Keith Breslauer, founder of Patron Capital, is not ascending peaks such as El Capitan in California’s Yosemite National Park for charitable purposes, his opportunistic firm is busy digging out distressed deals. Last month, the London-based firm acquired some 24 hotels for £40 million (€46 million; $61 million) from Grant Thornton, the administrator that took over Jarvis Hotels on 30 September after the company ran into financial difficulties following two leveraged buyouts.
One of the lenders to Jarvis was Royal Bank of Scotland, the quasi-nationalised British bank. The other original lenders were HSBC and Bank of Ireland, which along with RBS lent fresh money to Patron for the buyout via its investment vehicle, Jupiter Hotels Limited.

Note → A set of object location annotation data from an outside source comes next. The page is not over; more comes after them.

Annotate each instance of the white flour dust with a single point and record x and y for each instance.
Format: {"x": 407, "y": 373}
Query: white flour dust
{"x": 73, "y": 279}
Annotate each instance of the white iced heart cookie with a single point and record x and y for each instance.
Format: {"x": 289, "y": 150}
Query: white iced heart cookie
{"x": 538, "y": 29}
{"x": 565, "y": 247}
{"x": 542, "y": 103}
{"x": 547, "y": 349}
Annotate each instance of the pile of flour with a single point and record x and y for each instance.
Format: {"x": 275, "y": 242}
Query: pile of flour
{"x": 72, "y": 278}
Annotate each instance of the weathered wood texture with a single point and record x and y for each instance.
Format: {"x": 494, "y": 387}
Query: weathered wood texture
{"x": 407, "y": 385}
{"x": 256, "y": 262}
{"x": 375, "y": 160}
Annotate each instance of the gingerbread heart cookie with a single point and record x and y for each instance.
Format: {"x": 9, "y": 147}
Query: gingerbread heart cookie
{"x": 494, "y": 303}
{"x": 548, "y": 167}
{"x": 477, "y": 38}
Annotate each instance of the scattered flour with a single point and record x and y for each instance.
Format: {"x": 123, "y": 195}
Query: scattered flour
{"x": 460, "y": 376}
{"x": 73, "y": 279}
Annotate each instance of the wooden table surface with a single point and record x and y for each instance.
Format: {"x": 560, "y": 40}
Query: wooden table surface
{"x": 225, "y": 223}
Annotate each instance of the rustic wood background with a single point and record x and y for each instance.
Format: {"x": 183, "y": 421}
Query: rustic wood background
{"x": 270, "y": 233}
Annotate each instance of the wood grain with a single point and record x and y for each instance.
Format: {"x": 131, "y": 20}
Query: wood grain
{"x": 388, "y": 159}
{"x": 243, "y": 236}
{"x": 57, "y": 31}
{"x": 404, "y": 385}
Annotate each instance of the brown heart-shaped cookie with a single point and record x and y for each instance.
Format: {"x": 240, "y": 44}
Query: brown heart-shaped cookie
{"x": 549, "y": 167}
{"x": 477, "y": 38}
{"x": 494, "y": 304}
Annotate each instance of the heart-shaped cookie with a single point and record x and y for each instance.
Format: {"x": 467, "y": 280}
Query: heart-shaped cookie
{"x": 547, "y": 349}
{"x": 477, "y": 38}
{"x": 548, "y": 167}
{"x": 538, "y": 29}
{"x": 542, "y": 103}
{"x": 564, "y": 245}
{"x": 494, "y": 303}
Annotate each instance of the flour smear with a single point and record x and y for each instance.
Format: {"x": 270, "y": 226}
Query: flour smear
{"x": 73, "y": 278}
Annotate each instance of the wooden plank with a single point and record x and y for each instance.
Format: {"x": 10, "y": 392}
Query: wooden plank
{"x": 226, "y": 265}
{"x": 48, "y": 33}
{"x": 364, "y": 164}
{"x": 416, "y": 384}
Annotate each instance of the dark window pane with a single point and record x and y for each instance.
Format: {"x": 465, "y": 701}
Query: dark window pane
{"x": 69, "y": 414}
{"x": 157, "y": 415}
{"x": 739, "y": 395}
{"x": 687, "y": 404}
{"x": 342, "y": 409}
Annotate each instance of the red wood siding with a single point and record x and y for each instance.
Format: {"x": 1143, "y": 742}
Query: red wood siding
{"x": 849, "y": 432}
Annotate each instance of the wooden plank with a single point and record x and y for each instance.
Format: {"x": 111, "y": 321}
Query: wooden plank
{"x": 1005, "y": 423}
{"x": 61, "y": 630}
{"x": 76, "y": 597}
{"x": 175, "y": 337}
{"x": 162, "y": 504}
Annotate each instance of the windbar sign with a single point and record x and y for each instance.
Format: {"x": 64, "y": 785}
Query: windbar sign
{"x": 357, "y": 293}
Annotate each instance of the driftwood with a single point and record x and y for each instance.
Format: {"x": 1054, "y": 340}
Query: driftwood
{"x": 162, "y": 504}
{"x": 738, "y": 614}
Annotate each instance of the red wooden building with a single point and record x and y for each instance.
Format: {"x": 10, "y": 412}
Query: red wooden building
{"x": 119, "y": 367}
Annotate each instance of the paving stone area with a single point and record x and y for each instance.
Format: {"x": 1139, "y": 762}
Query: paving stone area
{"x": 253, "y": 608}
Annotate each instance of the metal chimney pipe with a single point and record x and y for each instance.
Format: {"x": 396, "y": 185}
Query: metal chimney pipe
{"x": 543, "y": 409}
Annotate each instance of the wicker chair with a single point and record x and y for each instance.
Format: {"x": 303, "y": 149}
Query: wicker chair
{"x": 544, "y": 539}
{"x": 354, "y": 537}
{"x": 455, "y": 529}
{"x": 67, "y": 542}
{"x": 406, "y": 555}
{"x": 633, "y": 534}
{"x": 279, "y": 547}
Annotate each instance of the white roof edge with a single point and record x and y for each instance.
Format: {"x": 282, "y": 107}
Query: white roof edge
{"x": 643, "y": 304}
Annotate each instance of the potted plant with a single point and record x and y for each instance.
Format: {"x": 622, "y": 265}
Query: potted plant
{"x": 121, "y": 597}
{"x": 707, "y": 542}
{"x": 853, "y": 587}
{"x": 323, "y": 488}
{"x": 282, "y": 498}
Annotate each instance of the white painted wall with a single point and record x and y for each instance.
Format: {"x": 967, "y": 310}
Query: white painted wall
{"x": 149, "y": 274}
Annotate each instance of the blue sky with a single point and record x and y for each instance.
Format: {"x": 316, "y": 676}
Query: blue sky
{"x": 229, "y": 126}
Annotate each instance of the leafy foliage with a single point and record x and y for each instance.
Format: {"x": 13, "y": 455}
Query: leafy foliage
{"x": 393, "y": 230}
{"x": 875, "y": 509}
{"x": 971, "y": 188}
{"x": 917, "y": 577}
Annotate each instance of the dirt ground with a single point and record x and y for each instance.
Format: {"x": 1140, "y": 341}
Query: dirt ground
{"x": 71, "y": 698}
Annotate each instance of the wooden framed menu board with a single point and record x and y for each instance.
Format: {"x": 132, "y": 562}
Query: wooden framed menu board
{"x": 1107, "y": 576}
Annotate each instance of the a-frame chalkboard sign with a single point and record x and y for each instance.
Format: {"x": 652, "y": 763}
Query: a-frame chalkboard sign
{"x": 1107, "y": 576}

Having assembled a team of four dedicated hospitality professionals, Patron is betting that banks will need or want to offload such assets first. “The British and German banks are going to focus on selling their non-core assets, and hotels often fit that category,” Breslauer told PERE in an interview.
What makes this particular acquisition so interesting is that Jarvis Hotels had entered into a so-called “pre-pack” administration, which is a process in the UK that allows a company to recover to a healthier state. To get there, the pre-pack includes the proviso that leases can be handed back to landlords without financial penalty, which is why it has become unpopular among property owners. In addition, the pre-pack process involves trying to agree to a plan with creditors of the company in advance.
“The theory allows for a very quick restructuring of the business, as opposed to a long, drawn-out process,” Breslauer said. “This is particularly important in the hotel business, where the odds of a bankrupt business recovering are very low. Hotels are not like offices. If there is no capital expenditure and you cannot pay staff or honour contracts, it collapses. Our deal effectively was backing a management team and buying them out.”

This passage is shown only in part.